Too many urban fantasy novels transform their characters from naive bill payers commuting to thankless jobs to saviours of the world, the universe and everything in-between in the blink of an eye and with no believable or discernible transition but The Sisters Grimm keeps the four young women rooted in the commonplace even as they trip ever further towards a fantastical future in which they will have to fight for their lives and those of the people nearest and dearest to them.

That’s a big ask – when you begin throwing every more supernatural elements into the mix, it is tempting to put the pedal to the metal and let the narrative give itself over entirely to events beyond our ordinary perception and understanding.

“If he’s going to convince Goldie, Leo needs to do something dramatic. Careful and considered aren’t working. And, with only five days to go, he can’t afford to waste any more time. He knows the one thing he could say that will make her believe. But, if he does that, he’ll lose her. Which means he must choose between keeping her love or saving her life.” (P. 367)

But there is something deeply rewarding about keeping the characters you have to know through slow and steady build-up, and here van Praag masterfully holds the course to an arrestingly immersive degree, pretty much as they are in terms of personality and outlook even as they come to the realisation that the world is a bigger place than the gabled surrounds of the hallowed halls of Cambridge.

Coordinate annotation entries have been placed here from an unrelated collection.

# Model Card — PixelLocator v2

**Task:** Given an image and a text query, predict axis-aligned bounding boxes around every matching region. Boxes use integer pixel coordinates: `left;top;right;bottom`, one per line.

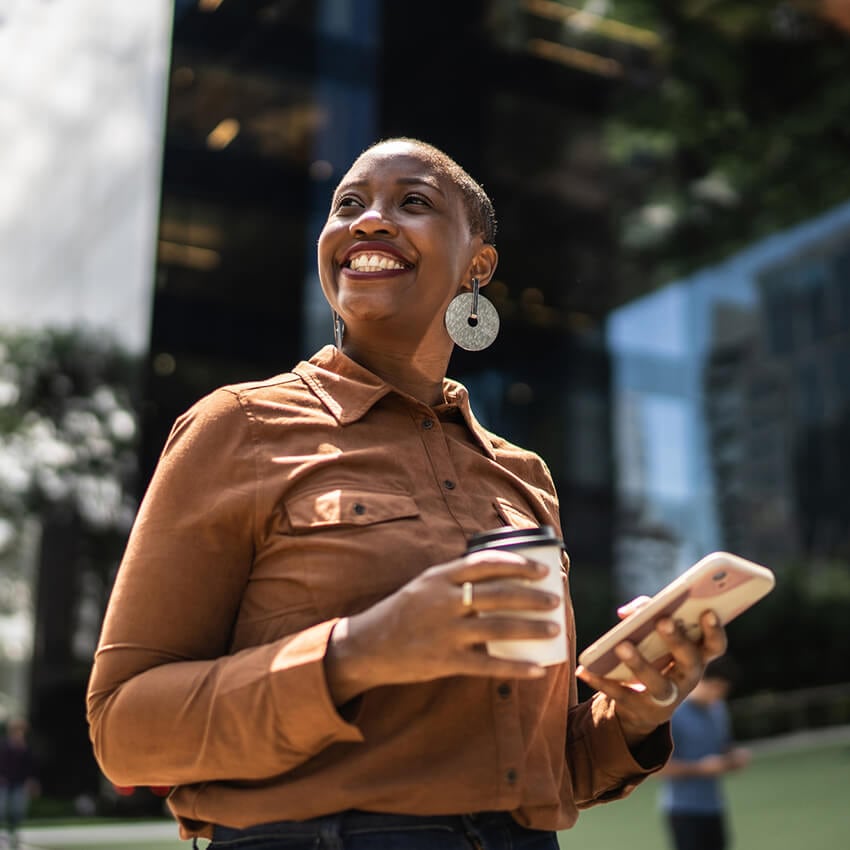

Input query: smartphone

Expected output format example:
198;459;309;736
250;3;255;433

578;552;776;681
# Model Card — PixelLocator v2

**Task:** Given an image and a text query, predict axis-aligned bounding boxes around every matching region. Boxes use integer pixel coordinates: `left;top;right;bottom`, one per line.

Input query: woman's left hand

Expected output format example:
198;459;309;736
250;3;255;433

576;606;726;746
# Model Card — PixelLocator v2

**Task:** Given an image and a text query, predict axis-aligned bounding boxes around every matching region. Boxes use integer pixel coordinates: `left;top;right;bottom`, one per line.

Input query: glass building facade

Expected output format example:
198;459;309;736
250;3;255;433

0;0;850;796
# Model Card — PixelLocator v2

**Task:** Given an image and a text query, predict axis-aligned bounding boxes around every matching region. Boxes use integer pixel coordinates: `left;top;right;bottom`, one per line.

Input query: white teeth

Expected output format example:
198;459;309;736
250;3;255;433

348;254;404;272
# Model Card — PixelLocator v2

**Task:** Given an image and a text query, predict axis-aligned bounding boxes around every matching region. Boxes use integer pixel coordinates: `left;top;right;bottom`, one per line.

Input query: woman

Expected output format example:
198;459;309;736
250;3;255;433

88;139;725;850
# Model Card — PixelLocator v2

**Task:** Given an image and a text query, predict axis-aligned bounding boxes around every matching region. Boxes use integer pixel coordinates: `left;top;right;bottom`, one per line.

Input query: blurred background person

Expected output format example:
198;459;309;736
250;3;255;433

0;717;39;847
658;656;750;850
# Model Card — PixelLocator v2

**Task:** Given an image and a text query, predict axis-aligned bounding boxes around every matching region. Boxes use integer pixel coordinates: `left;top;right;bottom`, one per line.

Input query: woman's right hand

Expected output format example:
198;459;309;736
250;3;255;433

325;551;560;705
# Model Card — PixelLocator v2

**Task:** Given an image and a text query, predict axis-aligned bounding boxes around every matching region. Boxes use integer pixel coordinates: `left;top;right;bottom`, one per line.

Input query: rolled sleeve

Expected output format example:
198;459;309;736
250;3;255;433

567;693;673;809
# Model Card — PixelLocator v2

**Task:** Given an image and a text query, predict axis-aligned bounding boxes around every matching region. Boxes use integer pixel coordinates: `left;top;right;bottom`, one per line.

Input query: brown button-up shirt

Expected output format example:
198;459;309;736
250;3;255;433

88;346;670;837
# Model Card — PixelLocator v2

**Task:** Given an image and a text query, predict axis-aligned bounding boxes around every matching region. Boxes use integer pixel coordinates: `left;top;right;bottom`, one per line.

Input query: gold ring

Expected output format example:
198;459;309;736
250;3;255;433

649;679;679;708
460;581;474;611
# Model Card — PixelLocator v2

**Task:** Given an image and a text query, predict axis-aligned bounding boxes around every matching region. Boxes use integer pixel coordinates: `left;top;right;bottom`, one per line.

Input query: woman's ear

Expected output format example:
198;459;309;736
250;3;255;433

467;244;499;286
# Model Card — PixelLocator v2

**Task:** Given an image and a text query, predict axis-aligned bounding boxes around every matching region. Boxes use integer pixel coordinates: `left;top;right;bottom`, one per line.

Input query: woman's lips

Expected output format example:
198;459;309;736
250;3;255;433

341;242;413;274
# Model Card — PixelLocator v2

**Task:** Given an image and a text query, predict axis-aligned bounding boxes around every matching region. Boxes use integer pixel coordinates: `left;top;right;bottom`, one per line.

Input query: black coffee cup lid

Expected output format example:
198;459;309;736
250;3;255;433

466;525;564;554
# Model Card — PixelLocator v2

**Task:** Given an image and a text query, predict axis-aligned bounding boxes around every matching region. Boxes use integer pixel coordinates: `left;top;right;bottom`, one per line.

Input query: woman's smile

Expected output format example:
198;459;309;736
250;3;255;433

340;241;413;279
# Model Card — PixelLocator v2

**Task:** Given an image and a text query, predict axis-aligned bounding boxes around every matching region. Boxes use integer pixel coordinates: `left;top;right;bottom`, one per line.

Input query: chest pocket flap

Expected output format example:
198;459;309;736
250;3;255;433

286;488;419;531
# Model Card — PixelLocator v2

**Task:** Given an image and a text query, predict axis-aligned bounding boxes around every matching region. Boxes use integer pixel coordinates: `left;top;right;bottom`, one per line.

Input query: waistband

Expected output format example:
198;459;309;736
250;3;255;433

213;810;528;841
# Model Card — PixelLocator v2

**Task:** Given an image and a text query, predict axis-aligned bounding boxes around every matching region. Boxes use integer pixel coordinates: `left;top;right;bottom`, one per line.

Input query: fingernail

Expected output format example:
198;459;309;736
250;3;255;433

614;643;635;661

The characters grow of course, the enthralling storyline of The Sisters Grimm all but demanding it, but even in the intensity of the final decisive act, they remain true to who they are, reacting in ways that reflect change but not to the point where it erases who and what they are.

Written with prose that is both luminous and accessible, soaring yet grounded and measured yet emotionally intense, The Sisters Grimm is a gem of a book that remembers that at the heart of the extraordinary often lie very ordinary people simply trying to make sense of life.

Granted Goldie, Liyana, Bea and Scarlett are a lot less ordinary than the rest of us but that comes later after a lifetime of growing up more or less like the rest of us – but not, as the magically dreamy chapters dealing with their childhood detail, in every way – meaning they are still people who, though borne of “bright-white wishing and black-edged-desire, feel, love, fret and hope exactly as we do.

They have, it turns out, far more potent tools in their arsenal to deal with life’s twists and turns than we do, but those abilities don’t eclipse the fact that they are people and that life demands of them exactly what it demands of us.

The Sisters Grimm is vividly, hauntingly gorgeous, a tale of destiny fulfilled and humanity confirmed that dances assuredly between the grindingly and unavoidably banal and the startlingly supernatural and otherworldly, delivering up a captivating and wonderfully written story that takes us on wild and vivacious flights of the imagination while remaining grounded, real and true to the fact that life is tough and demands its pound of flesh, no matter who you are or where, you might end up.